Hi Karen... Thank you for asking about my D; the best word I can come up with is that she "tolerated" the experience. She is really happy to be home and is even keeping her room clean! She most definitely does not have your son's leader personality...she is reserved and passively rebellious ( her father's daughter for sure), but she is oh-so-sweet too ( and her dad can be that as well... at times, lol).
Oh well. Live, learn and chalk camp up to "experience." Goodness knows we all have plenty of experiences in life that are tolerable at best. Hope she enjoys what is left of her summer.

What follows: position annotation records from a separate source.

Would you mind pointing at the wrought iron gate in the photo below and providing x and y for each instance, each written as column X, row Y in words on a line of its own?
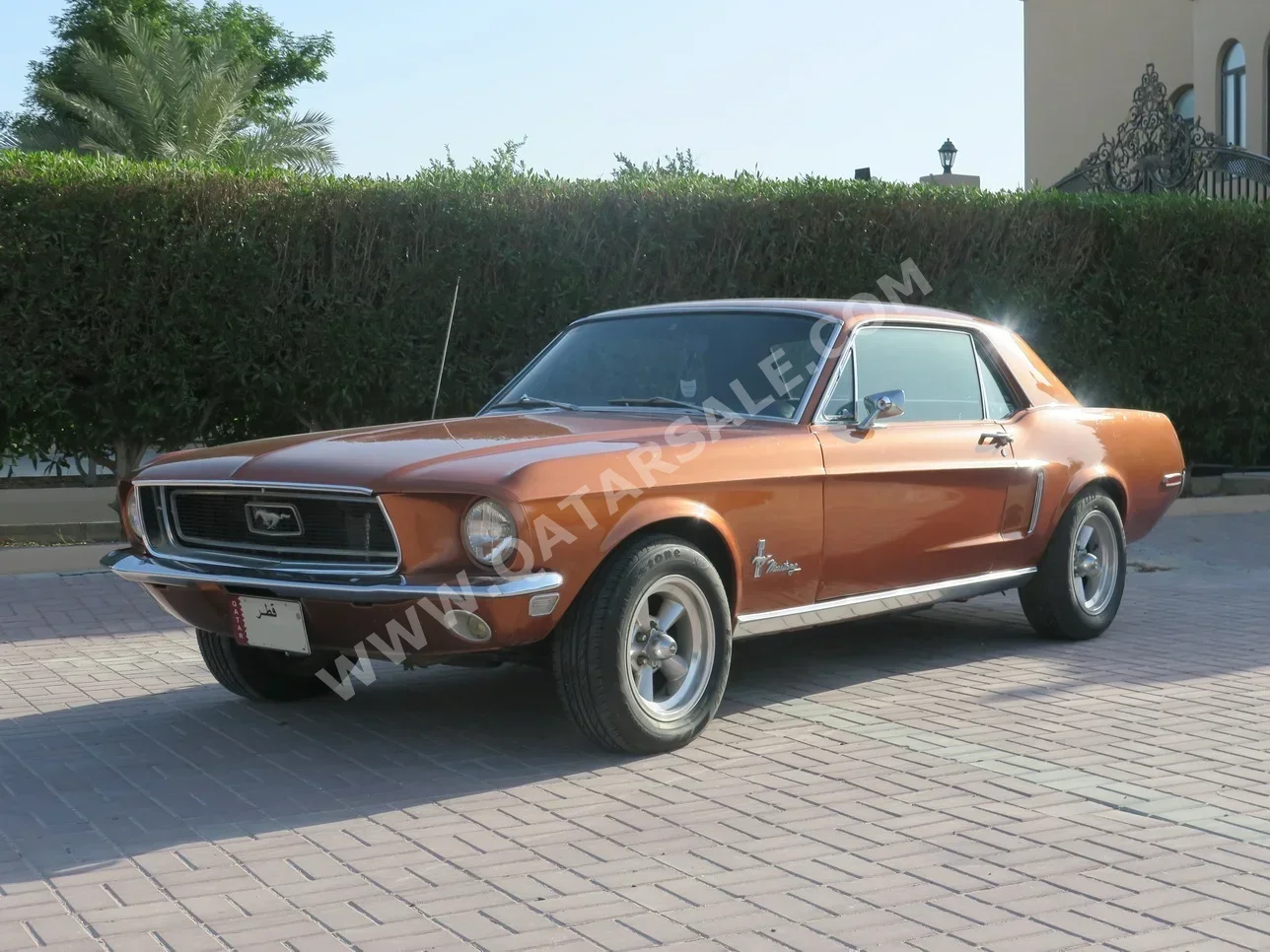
column 1158, row 150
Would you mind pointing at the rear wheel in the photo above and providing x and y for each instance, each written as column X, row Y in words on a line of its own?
column 261, row 674
column 642, row 657
column 1077, row 589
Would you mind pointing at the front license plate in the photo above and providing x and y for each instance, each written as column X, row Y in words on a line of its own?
column 269, row 622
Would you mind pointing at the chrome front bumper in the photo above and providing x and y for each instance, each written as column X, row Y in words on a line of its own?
column 153, row 570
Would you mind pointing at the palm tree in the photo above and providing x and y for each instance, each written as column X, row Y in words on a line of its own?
column 162, row 100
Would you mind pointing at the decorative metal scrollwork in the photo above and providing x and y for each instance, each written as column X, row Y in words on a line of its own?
column 1158, row 150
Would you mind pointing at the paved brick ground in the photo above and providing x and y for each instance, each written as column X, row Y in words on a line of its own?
column 940, row 782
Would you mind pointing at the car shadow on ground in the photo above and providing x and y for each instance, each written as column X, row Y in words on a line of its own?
column 89, row 784
column 92, row 783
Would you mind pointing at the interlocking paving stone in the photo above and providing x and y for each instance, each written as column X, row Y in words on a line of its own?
column 944, row 781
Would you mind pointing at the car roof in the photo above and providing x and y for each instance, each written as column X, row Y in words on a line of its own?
column 845, row 311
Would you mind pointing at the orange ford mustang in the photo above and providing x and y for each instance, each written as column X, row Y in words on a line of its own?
column 658, row 483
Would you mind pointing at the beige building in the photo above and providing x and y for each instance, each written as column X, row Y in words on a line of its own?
column 1086, row 57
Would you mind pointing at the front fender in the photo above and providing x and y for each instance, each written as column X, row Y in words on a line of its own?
column 649, row 511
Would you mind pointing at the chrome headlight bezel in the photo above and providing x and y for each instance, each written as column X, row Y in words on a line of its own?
column 484, row 546
column 135, row 516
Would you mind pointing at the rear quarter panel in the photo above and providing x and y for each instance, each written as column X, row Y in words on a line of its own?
column 1076, row 445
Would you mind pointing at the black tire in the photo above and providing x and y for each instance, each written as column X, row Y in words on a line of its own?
column 1050, row 599
column 591, row 648
column 260, row 674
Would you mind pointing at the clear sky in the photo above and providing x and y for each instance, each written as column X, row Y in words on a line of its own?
column 790, row 87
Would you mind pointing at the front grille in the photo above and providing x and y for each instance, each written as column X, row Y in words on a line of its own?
column 307, row 527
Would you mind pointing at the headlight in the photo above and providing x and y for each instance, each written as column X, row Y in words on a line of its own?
column 489, row 532
column 132, row 510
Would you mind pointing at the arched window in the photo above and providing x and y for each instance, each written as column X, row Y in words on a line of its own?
column 1235, row 96
column 1184, row 102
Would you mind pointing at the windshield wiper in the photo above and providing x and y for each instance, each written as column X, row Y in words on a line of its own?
column 657, row 401
column 526, row 400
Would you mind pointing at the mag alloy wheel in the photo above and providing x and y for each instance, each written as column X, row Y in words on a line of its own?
column 670, row 645
column 1094, row 563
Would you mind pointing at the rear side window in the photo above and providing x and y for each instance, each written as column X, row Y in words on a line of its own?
column 938, row 370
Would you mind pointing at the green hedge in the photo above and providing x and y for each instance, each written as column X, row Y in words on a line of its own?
column 158, row 305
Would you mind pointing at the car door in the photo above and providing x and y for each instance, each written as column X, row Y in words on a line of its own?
column 918, row 498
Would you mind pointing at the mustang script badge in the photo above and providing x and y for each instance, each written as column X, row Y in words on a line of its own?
column 273, row 519
column 766, row 565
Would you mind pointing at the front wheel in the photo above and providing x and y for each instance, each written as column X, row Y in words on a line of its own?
column 642, row 657
column 1077, row 589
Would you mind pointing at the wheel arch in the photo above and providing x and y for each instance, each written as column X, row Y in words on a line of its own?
column 690, row 520
column 1103, row 479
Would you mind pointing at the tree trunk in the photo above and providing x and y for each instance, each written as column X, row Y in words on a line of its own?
column 127, row 458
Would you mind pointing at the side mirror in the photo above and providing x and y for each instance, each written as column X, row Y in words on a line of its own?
column 882, row 406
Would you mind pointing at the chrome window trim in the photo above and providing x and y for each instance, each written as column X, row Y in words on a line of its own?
column 867, row 604
column 945, row 324
column 992, row 361
column 978, row 373
column 151, row 570
column 815, row 317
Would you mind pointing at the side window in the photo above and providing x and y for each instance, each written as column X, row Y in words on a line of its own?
column 842, row 400
column 938, row 371
column 996, row 393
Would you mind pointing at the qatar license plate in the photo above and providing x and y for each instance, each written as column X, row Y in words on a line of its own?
column 269, row 622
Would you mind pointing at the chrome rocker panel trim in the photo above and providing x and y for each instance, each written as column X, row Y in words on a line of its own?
column 842, row 609
column 149, row 570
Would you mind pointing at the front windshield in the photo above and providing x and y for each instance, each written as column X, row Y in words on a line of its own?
column 749, row 364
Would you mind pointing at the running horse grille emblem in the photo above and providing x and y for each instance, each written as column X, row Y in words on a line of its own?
column 766, row 565
column 273, row 519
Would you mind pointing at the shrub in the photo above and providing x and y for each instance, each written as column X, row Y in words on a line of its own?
column 157, row 305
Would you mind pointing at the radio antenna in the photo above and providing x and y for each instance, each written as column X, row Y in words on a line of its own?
column 444, row 349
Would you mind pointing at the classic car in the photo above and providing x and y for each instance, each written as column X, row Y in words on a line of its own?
column 656, row 484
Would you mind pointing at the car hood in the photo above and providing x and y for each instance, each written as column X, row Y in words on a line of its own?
column 411, row 456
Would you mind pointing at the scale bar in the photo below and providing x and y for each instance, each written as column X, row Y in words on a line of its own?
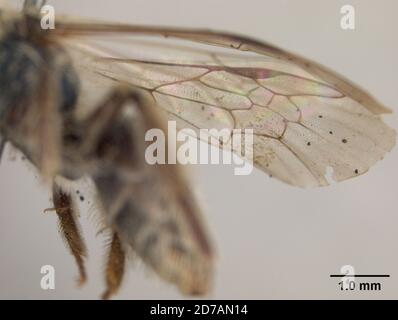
column 360, row 275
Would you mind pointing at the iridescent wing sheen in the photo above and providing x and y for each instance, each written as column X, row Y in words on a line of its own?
column 305, row 117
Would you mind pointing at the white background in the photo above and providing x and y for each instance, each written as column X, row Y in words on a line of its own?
column 274, row 241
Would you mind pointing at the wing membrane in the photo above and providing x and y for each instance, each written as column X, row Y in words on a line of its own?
column 305, row 117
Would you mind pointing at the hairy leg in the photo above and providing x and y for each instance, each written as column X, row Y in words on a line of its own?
column 65, row 210
column 114, row 268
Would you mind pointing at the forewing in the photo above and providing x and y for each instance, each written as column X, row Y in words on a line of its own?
column 305, row 117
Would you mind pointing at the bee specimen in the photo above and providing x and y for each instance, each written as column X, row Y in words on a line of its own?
column 77, row 108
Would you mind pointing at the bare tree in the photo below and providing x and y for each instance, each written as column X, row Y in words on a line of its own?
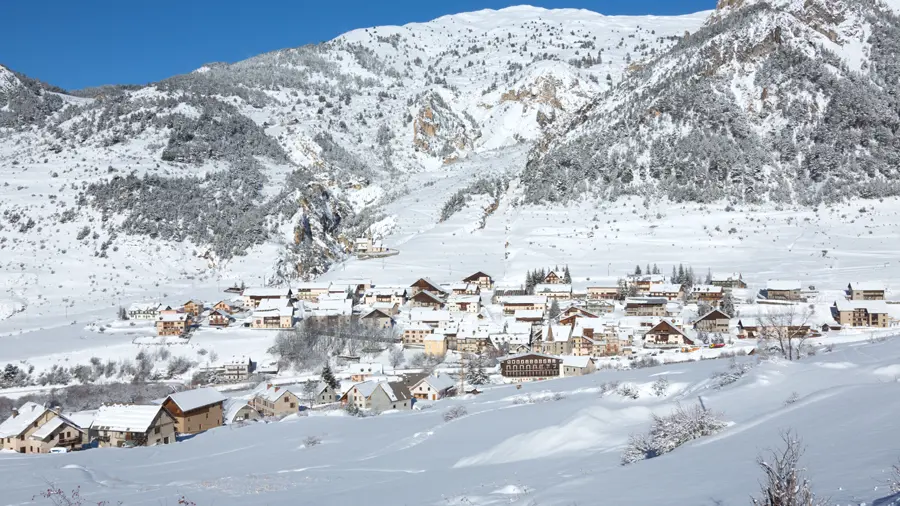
column 787, row 329
column 784, row 483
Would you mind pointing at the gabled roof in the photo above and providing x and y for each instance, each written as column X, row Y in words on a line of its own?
column 438, row 382
column 715, row 314
column 190, row 400
column 474, row 277
column 872, row 306
column 16, row 425
column 126, row 418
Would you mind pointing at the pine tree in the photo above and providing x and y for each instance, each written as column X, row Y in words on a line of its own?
column 329, row 379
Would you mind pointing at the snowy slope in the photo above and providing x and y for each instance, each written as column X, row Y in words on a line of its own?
column 523, row 447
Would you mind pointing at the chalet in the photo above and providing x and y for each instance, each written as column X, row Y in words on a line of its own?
column 143, row 311
column 783, row 290
column 530, row 366
column 577, row 366
column 553, row 278
column 196, row 410
column 713, row 321
column 273, row 314
column 435, row 345
column 220, row 318
column 253, row 296
column 377, row 318
column 462, row 289
column 862, row 313
column 224, row 306
column 646, row 306
column 667, row 291
column 237, row 369
column 484, row 281
column 378, row 396
column 869, row 290
column 529, row 302
column 666, row 335
column 425, row 285
column 464, row 303
column 58, row 432
column 395, row 296
column 120, row 426
column 556, row 340
column 415, row 334
column 193, row 307
column 16, row 431
column 602, row 289
column 361, row 372
column 529, row 315
column 274, row 400
column 500, row 293
column 728, row 280
column 430, row 317
column 173, row 324
column 311, row 291
column 432, row 388
column 558, row 291
column 426, row 299
column 709, row 294
column 239, row 410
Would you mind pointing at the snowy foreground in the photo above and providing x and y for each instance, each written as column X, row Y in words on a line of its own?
column 542, row 451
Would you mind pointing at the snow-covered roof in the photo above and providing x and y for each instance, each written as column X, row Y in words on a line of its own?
column 523, row 299
column 572, row 361
column 552, row 288
column 366, row 368
column 872, row 306
column 869, row 286
column 779, row 284
column 16, row 425
column 265, row 292
column 144, row 306
column 439, row 382
column 172, row 317
column 46, row 430
column 666, row 288
column 232, row 407
column 125, row 418
column 190, row 400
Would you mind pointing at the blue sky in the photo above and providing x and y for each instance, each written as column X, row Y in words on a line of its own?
column 75, row 44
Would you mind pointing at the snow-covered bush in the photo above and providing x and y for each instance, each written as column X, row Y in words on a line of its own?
column 671, row 431
column 454, row 413
column 629, row 391
column 661, row 387
column 784, row 483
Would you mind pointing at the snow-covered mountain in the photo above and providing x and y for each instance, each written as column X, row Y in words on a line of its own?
column 784, row 100
column 290, row 151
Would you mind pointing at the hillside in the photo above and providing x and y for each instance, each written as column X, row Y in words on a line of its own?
column 268, row 168
column 768, row 101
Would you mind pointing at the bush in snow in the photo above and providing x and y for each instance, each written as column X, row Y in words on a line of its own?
column 454, row 413
column 671, row 431
column 661, row 387
column 784, row 483
column 629, row 391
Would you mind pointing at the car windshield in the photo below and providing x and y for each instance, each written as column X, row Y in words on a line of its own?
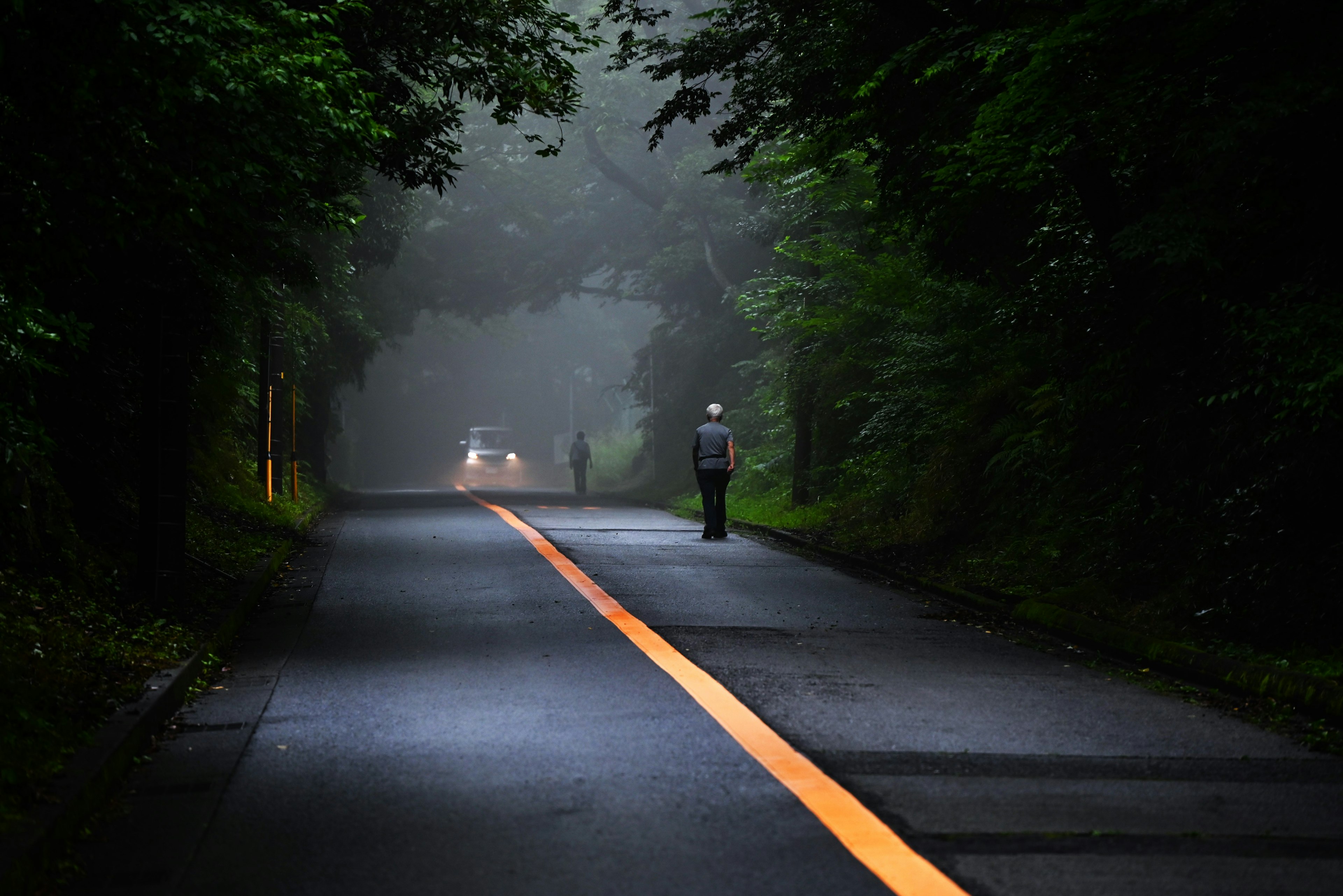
column 489, row 438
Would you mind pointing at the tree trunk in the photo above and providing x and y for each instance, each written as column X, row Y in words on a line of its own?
column 163, row 492
column 804, row 421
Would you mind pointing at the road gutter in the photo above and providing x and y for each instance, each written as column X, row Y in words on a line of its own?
column 96, row 773
column 1298, row 688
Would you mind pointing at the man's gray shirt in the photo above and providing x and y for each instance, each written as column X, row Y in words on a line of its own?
column 581, row 454
column 711, row 444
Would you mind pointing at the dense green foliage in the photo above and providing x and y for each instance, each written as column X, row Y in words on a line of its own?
column 606, row 218
column 210, row 171
column 1058, row 282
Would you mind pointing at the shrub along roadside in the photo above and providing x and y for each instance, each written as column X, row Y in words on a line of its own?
column 72, row 652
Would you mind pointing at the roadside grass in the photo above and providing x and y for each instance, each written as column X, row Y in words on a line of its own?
column 613, row 460
column 74, row 648
column 1159, row 617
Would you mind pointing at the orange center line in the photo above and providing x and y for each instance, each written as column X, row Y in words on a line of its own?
column 871, row 841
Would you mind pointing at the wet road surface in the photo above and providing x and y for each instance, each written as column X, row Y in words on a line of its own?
column 426, row 706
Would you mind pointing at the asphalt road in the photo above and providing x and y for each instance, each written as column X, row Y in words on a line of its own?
column 425, row 706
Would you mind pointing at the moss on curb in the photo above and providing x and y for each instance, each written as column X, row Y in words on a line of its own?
column 1298, row 688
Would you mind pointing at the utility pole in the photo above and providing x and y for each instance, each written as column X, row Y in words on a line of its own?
column 293, row 436
column 270, row 446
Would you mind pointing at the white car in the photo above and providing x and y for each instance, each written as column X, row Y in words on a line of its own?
column 491, row 459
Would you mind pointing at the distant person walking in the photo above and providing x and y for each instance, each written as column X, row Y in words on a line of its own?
column 581, row 459
column 715, row 457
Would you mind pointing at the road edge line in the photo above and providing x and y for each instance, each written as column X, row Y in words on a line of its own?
column 865, row 836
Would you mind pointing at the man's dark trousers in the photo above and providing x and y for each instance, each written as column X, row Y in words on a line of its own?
column 713, row 489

Not much to journal here re: our sex life due to it being that-time-of the month. I am feeling blechy, there are some medical issues going on with my parents, and I just sort of feel down. H looks like he has lost his best friend...I am trying to reassure him that he's doing all the right things, but he really needs me to be upbeat and cheery. He mistakes my blahness for something he has done wrong...what's up with that?
We have a few social things this weekend and I feel extra stress now to "be happy" when I am not feeling so great physically. I am just realizing how much pressure I feel from him to be the animated, smiley one...not sure how to undo this.
Karen... This BB is the extent of my journaling, but I do have a few solutions to the blahs ( walking the dog, listening to music, distracting myself, etc). I just wish my H wouldn't personalize my "downness" but I do understand how it must feel for him. I guess I am pining for something that won't happen ( H to hold onto himself and comfort me), so I will do a 180 and reach out to him.
Would it not be nice to just be able to feel blah without it having to be about someone else? I have this same problem if I am feeling quite or blah it becomes about my H and what he has done to make me feel that way not the fact I just feel blah or quite. Would it not be nice if you were simply aloud to feel quite or blah for a day or two just because you do.
Today when H came home from work I gave him a warm, friendly greeting, thanked him for being so supportive, told him I wasn't feeling the greatest and gave him the reassurance he needed. In return, he gave me hugs and emotional support. I feel like I was able to stop my self-pity train from running off the track, and it feels pretty good.
Lillie, thank you for some of your past posts about UL and the familiar train stops we make. I was able to see that what I want from H is something I would get from my father( empathy and humor when I am feeling down). It's not that my H is so unempathic...he has his own issues which make him feel insecure about my love for him. He gets scared that I am withdrawing my love and then it becomes a self-fulfilling prophecy.
I guess what I did today was comfort my inner child and didn't need H to do it; it left me with more energy to give to him, and in return, I ended up receiving much. ( I will probably read this in the morning and say "wtf")??!!